More reform in works for local colleges

One of my friends who loves policy analysis likes to say, “Statistics are stubborn things.” So are long-term trends.

Despite some recent upward blips, the stubborn numbers on enrollment at the two-year colleges in Washington County are points in case. Long-term enrollment declines persist at UWM – Washington County and Moraine Park Technical College. The UWM campus is down another 14% this year on top of an almost 70% decline over the last decade. Similarly, but not as drastically, Moraine Park is down 33% over the last ten years and more than 22% over the last five, but up 3% this year.

Those statistics mean that the debate and decision-making on future directions for the two-year colleges are not over.

Recall that Washington County Executive Joshua Schoemann created a task force, which I co-chaired, in late 2022 of eleven local leaders to come up with recommendations that would best serve our young people and returning adults seeking the education necessary for good careers and citizenship. It recommended combining the two colleges in the county, which are four miles apart, and the creation of a community college.

The concept ran into status quo opposition from both institutions and a funding of the pilot veto by Gov. Evers, our purported education governor.

The task force did serve a useful purpose, though, despite striking out on its central recommendation. The findings during that process revealed that the future of higher education is far more complex and deep-running than most people understood prior to the work of the task force. Fresh concepts emerged.

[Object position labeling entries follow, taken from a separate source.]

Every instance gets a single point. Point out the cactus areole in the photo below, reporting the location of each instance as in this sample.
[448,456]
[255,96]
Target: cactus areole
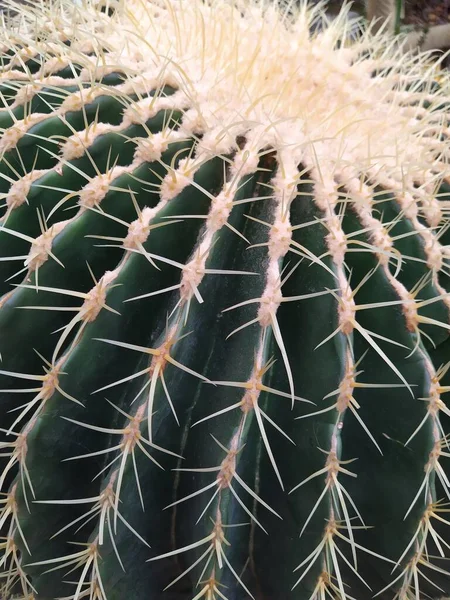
[225,306]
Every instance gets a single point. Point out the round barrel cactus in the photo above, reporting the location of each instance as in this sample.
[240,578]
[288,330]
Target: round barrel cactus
[225,306]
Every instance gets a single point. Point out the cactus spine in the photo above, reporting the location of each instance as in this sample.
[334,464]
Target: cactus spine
[224,321]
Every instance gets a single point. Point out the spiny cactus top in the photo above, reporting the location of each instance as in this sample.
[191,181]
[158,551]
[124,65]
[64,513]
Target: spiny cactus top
[224,321]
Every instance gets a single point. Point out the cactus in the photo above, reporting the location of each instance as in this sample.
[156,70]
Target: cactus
[224,317]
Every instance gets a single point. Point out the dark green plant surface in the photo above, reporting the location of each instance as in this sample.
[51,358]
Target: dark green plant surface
[224,321]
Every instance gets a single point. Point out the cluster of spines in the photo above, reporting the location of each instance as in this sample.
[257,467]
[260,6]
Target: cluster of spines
[279,243]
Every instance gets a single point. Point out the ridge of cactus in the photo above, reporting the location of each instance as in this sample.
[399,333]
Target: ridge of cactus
[224,305]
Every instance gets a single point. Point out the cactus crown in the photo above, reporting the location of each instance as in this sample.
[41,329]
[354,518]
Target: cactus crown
[231,302]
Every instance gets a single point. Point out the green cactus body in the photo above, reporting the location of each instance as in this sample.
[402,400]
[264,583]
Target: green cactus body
[224,314]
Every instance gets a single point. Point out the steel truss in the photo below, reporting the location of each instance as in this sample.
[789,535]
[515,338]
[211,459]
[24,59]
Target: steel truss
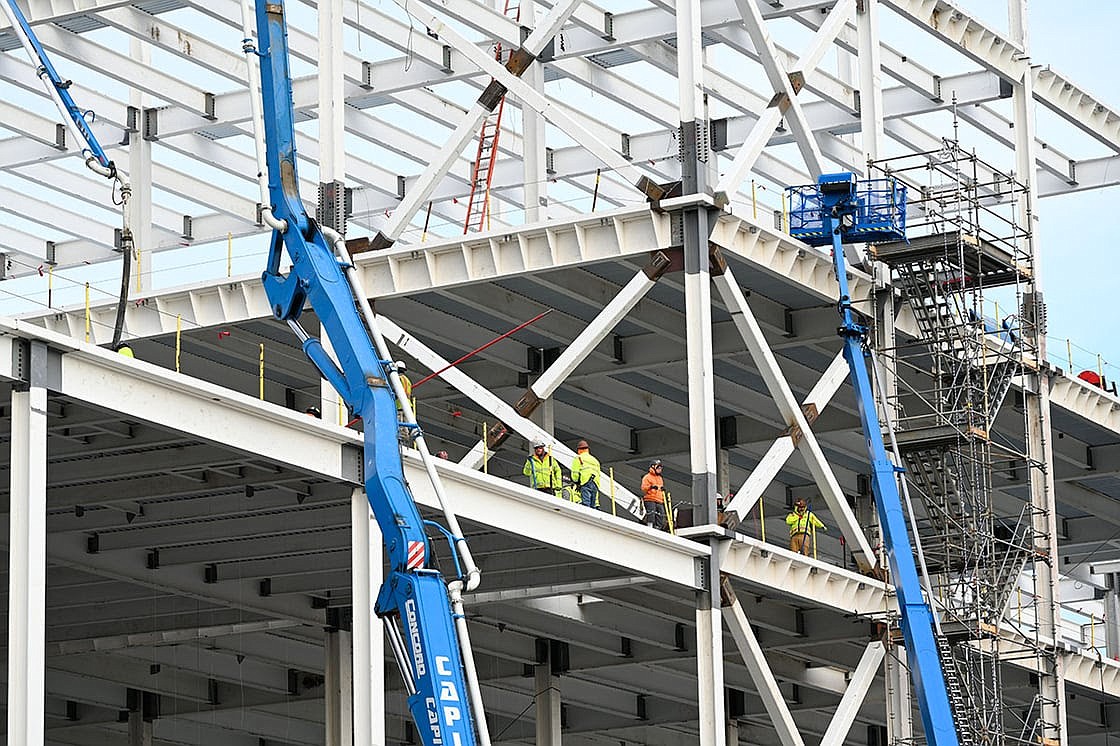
[192,115]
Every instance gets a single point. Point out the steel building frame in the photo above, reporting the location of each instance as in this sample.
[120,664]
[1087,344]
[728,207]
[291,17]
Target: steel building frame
[194,553]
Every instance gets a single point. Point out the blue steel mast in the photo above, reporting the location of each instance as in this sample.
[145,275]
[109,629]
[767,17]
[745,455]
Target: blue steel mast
[423,615]
[837,210]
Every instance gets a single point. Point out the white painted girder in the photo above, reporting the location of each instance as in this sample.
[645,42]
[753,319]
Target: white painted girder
[149,393]
[791,412]
[1000,54]
[783,86]
[770,567]
[780,451]
[761,673]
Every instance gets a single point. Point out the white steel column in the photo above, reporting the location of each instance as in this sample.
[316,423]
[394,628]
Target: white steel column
[898,696]
[752,333]
[1036,397]
[338,689]
[697,177]
[27,572]
[369,686]
[547,688]
[548,382]
[140,179]
[781,449]
[854,696]
[533,138]
[870,77]
[332,100]
[1112,616]
[761,674]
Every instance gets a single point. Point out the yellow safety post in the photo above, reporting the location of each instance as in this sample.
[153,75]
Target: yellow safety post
[613,510]
[762,518]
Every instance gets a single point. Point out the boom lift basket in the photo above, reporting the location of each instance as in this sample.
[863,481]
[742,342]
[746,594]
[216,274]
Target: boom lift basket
[879,213]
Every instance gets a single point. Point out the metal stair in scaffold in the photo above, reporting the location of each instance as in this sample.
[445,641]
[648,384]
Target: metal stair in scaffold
[482,171]
[972,362]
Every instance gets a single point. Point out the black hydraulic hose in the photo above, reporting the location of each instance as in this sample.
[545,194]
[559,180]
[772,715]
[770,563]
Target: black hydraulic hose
[122,301]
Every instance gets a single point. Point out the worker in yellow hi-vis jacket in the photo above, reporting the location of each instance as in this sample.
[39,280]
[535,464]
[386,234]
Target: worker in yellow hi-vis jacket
[585,473]
[802,522]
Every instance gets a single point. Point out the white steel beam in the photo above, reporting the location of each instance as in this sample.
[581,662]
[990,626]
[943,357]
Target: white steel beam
[140,180]
[794,417]
[503,411]
[755,660]
[870,78]
[1010,58]
[775,568]
[785,91]
[858,686]
[748,151]
[781,449]
[598,328]
[27,549]
[468,127]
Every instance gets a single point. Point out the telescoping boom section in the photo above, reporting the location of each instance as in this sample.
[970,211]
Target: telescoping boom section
[422,613]
[834,211]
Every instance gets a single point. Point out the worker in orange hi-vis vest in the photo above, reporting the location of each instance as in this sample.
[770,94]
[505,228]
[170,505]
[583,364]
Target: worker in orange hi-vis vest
[802,522]
[653,496]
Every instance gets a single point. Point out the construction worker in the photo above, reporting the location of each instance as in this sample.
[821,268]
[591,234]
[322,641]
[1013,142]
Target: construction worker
[585,473]
[802,522]
[542,469]
[407,384]
[653,496]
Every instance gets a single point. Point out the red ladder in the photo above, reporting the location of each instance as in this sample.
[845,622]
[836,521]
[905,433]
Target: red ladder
[482,173]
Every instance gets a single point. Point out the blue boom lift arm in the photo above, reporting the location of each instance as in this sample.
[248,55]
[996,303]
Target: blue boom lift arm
[836,211]
[77,122]
[422,615]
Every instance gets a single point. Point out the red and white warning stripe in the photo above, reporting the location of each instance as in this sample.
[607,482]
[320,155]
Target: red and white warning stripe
[416,556]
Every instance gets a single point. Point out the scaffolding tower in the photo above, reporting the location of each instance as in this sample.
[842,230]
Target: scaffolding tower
[966,274]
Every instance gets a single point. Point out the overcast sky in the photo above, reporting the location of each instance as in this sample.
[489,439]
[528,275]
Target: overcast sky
[1080,233]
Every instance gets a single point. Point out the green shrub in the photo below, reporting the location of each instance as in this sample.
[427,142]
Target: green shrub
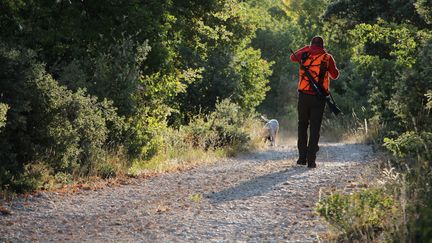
[411,144]
[360,216]
[47,122]
[3,109]
[225,127]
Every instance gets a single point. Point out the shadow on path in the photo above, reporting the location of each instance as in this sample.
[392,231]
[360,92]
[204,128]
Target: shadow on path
[257,186]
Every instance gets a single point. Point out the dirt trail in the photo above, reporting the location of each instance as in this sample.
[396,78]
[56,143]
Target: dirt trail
[262,196]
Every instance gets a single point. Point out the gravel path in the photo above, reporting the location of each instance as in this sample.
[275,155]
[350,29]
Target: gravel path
[262,196]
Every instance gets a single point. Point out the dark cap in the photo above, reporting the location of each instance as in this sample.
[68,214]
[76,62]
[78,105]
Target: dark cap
[317,41]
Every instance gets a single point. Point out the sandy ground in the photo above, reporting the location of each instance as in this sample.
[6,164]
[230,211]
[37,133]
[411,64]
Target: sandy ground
[263,196]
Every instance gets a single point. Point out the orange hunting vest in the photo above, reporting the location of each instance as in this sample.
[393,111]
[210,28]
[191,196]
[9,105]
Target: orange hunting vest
[317,65]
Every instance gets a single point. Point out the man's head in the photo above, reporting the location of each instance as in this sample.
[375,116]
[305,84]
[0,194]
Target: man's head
[317,41]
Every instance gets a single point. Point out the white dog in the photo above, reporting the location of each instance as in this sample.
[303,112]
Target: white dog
[270,130]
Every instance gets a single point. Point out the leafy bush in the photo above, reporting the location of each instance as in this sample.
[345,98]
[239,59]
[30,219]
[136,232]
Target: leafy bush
[222,128]
[410,145]
[3,109]
[47,122]
[360,216]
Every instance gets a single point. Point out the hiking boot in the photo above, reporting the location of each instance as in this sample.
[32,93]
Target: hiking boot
[311,165]
[311,161]
[301,161]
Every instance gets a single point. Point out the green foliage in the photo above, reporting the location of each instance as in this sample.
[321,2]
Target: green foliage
[225,127]
[411,144]
[3,110]
[361,215]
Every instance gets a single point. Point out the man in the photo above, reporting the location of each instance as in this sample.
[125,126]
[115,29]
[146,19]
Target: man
[310,106]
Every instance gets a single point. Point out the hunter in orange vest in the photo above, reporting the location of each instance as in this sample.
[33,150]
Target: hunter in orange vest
[310,106]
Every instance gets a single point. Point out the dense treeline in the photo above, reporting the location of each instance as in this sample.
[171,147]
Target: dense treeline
[83,84]
[82,80]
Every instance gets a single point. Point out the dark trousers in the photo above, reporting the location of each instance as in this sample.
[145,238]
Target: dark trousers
[310,112]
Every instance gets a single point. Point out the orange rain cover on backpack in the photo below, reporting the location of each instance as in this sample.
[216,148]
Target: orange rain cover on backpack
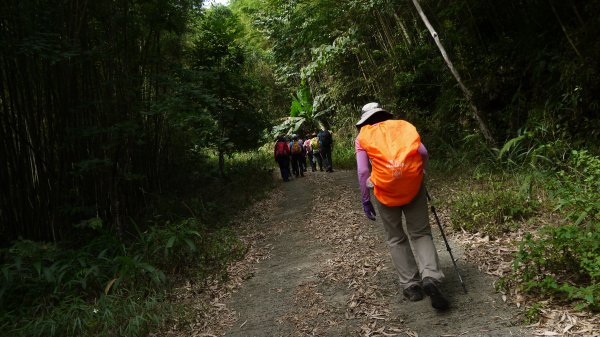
[393,147]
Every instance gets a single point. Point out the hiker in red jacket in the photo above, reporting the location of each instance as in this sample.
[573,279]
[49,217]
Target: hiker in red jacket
[398,159]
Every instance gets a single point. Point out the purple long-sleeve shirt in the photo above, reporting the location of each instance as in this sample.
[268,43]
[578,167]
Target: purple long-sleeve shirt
[362,166]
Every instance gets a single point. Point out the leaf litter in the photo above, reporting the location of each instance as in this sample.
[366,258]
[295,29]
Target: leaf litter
[342,226]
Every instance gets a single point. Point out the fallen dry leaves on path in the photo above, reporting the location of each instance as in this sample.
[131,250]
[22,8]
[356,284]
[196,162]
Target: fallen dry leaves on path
[342,227]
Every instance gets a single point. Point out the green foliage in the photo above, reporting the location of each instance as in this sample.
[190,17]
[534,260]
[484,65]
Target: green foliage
[492,209]
[577,188]
[563,263]
[105,287]
[190,248]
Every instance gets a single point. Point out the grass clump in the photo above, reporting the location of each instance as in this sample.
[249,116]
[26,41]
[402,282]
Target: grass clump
[492,209]
[563,261]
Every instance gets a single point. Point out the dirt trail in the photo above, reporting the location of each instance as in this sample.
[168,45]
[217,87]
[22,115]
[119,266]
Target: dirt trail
[328,273]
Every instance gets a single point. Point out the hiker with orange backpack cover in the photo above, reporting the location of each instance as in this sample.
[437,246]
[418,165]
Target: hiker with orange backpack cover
[397,158]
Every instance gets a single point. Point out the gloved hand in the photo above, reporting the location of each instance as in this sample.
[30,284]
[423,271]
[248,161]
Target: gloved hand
[369,210]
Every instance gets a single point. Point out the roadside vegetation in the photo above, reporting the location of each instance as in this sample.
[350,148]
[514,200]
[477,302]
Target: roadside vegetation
[131,133]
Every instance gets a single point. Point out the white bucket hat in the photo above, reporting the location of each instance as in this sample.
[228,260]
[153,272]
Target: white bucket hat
[369,110]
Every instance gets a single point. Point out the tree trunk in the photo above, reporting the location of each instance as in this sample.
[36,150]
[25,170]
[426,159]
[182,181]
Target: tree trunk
[468,95]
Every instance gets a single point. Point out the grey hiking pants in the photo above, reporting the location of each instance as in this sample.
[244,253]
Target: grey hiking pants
[424,262]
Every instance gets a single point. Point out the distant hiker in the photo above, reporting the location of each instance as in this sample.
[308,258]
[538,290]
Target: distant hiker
[303,159]
[398,159]
[309,153]
[296,150]
[282,157]
[325,147]
[314,144]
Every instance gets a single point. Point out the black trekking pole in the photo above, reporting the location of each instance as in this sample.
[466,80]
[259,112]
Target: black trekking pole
[437,219]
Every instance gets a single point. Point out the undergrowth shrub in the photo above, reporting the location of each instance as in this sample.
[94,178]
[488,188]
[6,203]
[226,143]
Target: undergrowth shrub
[107,287]
[564,261]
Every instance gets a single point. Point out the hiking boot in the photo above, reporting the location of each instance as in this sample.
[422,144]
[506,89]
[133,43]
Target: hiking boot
[438,301]
[413,293]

Here are some of the insights that are better understood:

  • We are really dealing with the educational journeys of juniors and seniors in high school all the way through two-and four-degrees. What coordinated educational options do we make available to young people ages 16 to 22?
  • The current cutoff between K-12 schooling, two-year colleges and baccalaureate universities no longer apply. High school students are earning technical education credentials and dual credits toward baccalaureate degrees for free while still in high school. They are already “college students.”
  • The most startling outcome was in northeast Wisconsin where youths can graduate from high school with both a diploma and a two-year associate degree. In effect, they become college juniors. The boundaries between the three levels of education are seen as “blurred.”
  • All three levels of education are paying heightened attention to the kinds of jobs that their regional economies demand, like shipbuilding in the Northeast. Apprenticeships, internships, and certificates of competence are on the rise.
  • Automatic enrollment of high school juniors into community colleges to keep enrollments up will be in the policy mix going forward.
  • Included in the 2+2+2 educational journey is more intense, customized guidance by educators to get students through the maze of educational and career pathways.

Serious education policy-makers are working out of the spotlight to accommodate the new worlds of work and new education delivery methods. Fresh solutions will emerge, because they must. The declining enrollments cannot be sloughed off.

The long-term trends, left unaddressed, will result in campus closings beyond the ones that have already occurred at Cardinal Stritch University and UW Platteville – Richland Center.

The county and state owe the task force a big thank you for highlighting the new dynamics of career and citizen-building.